DVD: I Believe in Miracles | reviews, news & interviews
DVD: I Believe in Miracles
DVD: I Believe in Miracles
Documentary huzzahs Brian Clough's phenomenal Nottingham Forest
A Derby County footballer said of his boss Brian Clough in the late 1960s: “He’s a swine, but you’d give him your last half-dollar". Clough’s ability to inspire a do-or-die mentality – and undying loyalty – in the Nottingham Forest players he forged into Europe’s dominant club side comes across forcefully through their comments in I Believe in Miracles, which arrives on DVD, Blu-ray, and digital next week with a 31-minute making-of featurette.
There’s nothing of the “swine” in Jonny Owen’s upbeat documentary: a celebration of Clough and his assistant Peter Taylor’s guiding of Forest to promotion to the First Division in 1977, the League Championship in 1978, and the European Cup in 1979 (1980’s repeat triumph is given short shrift). Trevor Francis allows that Clough could be “ruthless”. Archie Gemmill remains aghast at being dropped for the 1979 Euro final and never playing for Forest again, but a closing title notes he returned, hatchet buried, to coach for Clough in 1984.
The interviews with the old Forest players are the strength of this unofficial documentary sequel to the fictional The Damned United (2009). To a man, they come across as tough, personable, and articulate, though striker Garry Birtles and hard-men center backs Larry Lloyd and Kenny Burns sometimes cloak their regard for Clough in blokeish comic anecdotes. Ever-present outside left John Robertson, who half-admits to being a “wastrel” before Clough and Taylor cracked the whip and nurtured his prodigious talent, speaks humbly of his journey.
Like The Class of ’92, I Believe in Miracles is aimed at the popular football market. Though Forest’s dynamic ascent is reflected in the film’s rhythm, Owen embroiders the ’79 European campaign with cuts to movie and TV clips – the Wooden Horse of Troy, Dad’s Army, the Wehrmacht – that trivialize it.
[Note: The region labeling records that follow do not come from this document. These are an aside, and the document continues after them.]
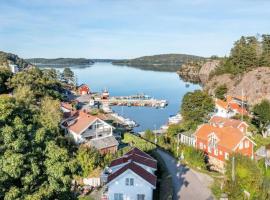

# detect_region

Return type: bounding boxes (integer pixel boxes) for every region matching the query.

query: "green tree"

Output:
[253,100,270,136]
[181,90,214,125]
[76,146,102,177]
[0,93,76,199]
[215,84,228,100]
[0,67,12,94]
[224,154,263,200]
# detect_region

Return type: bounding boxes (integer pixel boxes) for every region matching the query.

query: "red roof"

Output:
[108,161,157,187]
[110,153,157,169]
[209,116,248,128]
[195,124,245,150]
[68,111,98,134]
[229,103,248,115]
[125,147,155,160]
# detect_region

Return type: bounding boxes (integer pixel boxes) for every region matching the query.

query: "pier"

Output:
[99,95,168,108]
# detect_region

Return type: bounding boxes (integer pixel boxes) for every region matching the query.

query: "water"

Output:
[54,63,200,131]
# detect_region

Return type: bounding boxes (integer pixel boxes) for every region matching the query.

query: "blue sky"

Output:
[0,0,270,58]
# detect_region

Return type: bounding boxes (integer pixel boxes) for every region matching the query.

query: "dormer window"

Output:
[208,133,218,149]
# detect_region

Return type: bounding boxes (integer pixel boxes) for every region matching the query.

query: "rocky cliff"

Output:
[204,67,270,105]
[0,51,33,69]
[177,60,220,85]
[178,60,270,105]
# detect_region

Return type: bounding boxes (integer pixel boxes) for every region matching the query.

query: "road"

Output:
[157,149,214,200]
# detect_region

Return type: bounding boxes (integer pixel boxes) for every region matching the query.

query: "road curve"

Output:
[157,149,214,200]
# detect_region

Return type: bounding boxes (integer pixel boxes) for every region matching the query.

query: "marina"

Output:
[59,63,200,132]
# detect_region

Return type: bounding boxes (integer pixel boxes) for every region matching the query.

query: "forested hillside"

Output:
[26,58,94,65]
[0,51,32,68]
[113,54,204,71]
[178,34,270,105]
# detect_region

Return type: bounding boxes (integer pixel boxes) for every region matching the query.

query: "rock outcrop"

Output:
[199,60,220,85]
[177,60,220,85]
[178,57,270,105]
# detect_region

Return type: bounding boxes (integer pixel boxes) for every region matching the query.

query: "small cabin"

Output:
[78,84,90,95]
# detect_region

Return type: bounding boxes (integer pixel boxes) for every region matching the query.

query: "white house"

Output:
[62,111,118,153]
[9,64,19,74]
[214,99,236,118]
[106,148,157,200]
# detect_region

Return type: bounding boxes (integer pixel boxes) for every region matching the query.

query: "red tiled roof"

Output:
[125,147,155,160]
[108,162,157,187]
[110,153,157,169]
[209,116,247,128]
[195,124,245,150]
[61,102,73,111]
[68,111,98,134]
[215,99,228,109]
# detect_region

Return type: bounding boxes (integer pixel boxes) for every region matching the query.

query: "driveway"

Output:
[157,149,214,200]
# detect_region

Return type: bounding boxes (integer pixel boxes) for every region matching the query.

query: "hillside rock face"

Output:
[204,67,270,105]
[177,60,220,85]
[0,51,33,69]
[199,60,220,85]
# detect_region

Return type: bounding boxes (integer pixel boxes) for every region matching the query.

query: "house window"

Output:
[239,142,243,149]
[126,178,134,186]
[245,140,249,148]
[214,149,218,156]
[200,142,203,149]
[137,194,145,200]
[114,193,124,200]
[225,152,229,160]
[208,134,218,149]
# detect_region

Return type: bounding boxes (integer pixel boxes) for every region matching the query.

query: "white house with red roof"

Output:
[194,124,255,172]
[214,96,248,118]
[106,148,157,200]
[62,111,118,153]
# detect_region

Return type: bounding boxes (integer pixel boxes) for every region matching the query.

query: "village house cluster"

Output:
[179,96,256,172]
[102,148,157,200]
[60,84,157,200]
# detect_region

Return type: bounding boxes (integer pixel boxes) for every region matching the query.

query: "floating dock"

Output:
[99,95,168,108]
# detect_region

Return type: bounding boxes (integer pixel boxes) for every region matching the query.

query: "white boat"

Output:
[160,125,169,130]
[111,113,138,128]
[168,113,183,124]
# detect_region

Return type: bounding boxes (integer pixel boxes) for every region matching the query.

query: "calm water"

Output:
[56,63,200,131]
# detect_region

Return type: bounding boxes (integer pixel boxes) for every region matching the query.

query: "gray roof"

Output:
[89,135,118,150]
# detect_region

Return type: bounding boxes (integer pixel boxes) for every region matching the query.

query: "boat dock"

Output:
[100,95,168,108]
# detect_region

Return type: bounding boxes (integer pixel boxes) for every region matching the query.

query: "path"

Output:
[157,149,214,200]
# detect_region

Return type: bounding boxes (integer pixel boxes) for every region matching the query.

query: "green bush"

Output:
[183,146,206,169]
[215,84,228,100]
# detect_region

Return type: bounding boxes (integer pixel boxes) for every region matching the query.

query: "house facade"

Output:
[78,84,90,95]
[214,97,248,118]
[106,148,157,200]
[62,111,118,154]
[209,116,249,133]
[195,124,255,172]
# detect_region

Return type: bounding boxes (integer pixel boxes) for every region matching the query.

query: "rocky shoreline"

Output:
[177,60,270,105]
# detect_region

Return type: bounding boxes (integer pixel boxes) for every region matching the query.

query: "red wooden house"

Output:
[78,84,90,95]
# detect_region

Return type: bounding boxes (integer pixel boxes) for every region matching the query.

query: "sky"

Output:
[0,0,270,59]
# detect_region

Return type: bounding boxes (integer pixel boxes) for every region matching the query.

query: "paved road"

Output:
[157,150,214,200]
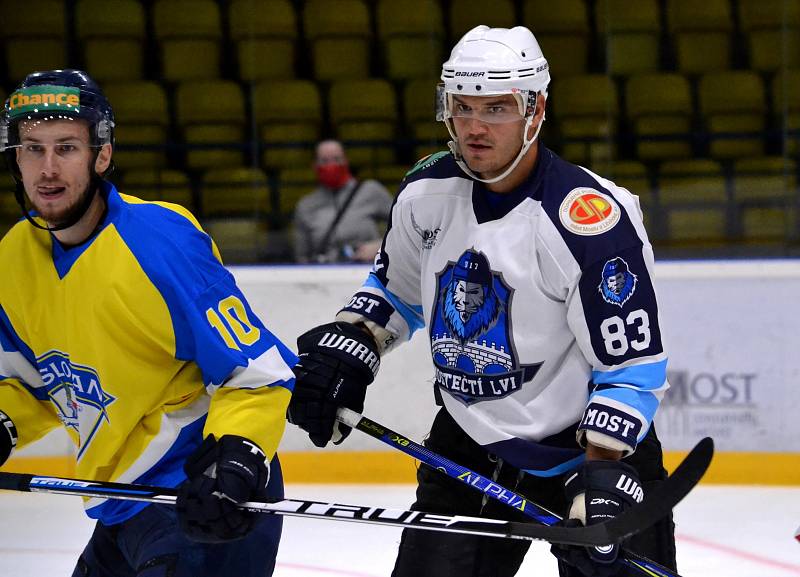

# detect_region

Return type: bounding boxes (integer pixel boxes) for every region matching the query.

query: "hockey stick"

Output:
[0,472,638,546]
[336,407,714,577]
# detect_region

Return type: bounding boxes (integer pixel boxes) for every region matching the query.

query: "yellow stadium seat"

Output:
[329,79,397,167]
[449,0,517,44]
[200,167,272,218]
[278,166,319,218]
[548,74,619,164]
[303,0,371,82]
[772,69,800,157]
[625,73,692,160]
[175,80,245,168]
[733,156,800,241]
[592,160,654,204]
[75,0,146,82]
[592,160,658,231]
[595,0,660,76]
[202,218,270,264]
[658,159,727,243]
[120,168,194,210]
[103,81,169,170]
[698,71,766,159]
[153,0,222,82]
[0,0,67,39]
[522,0,589,78]
[252,80,322,169]
[739,0,800,72]
[403,78,449,158]
[357,164,410,194]
[228,0,297,82]
[667,0,733,74]
[376,0,444,80]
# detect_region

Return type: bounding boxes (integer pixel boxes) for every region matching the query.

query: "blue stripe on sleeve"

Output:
[0,306,36,367]
[86,416,206,525]
[592,359,667,391]
[364,273,425,338]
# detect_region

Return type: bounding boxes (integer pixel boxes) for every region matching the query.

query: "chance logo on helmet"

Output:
[436,26,550,183]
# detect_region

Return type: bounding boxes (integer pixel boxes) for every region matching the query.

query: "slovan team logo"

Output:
[430,250,541,405]
[597,257,636,307]
[36,351,117,459]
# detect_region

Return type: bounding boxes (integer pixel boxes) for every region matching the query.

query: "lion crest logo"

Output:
[430,249,541,405]
[597,257,636,307]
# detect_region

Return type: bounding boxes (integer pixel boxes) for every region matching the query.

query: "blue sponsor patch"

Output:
[597,257,636,307]
[36,350,116,460]
[578,403,642,447]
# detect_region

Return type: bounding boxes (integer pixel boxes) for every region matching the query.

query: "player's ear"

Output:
[94,144,112,174]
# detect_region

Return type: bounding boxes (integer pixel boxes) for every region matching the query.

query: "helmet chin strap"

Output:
[445,110,544,184]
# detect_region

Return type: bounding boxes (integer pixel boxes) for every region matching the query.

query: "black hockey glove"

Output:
[550,461,644,577]
[287,322,380,447]
[176,435,269,543]
[0,411,17,465]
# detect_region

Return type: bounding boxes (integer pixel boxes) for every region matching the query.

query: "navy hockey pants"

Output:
[72,458,283,577]
[392,409,675,577]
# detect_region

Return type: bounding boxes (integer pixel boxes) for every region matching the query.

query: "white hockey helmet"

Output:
[436,26,550,183]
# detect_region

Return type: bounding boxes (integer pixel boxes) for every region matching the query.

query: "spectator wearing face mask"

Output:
[294,140,393,263]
Flavouring the era through contemporary R&B songs was another misstep.
No attempt was made to contextualize Forest’s evolution in the wake of Dutch Total Football or to explain how the club temporarily broke Liverpool’s domestic domination. Suggestions that Clough wasn’t a master tactician ring hollow. Match footage fleetingly demonstrates that Forest’s short-passing, hard-pressing, counter-attacking game warrants analysis it didn’t get from Owen. Cloughie’s miracle is left to fade into a movie myth – Alf Ramsey’s 1966 equivalent is likely to generate another one next year.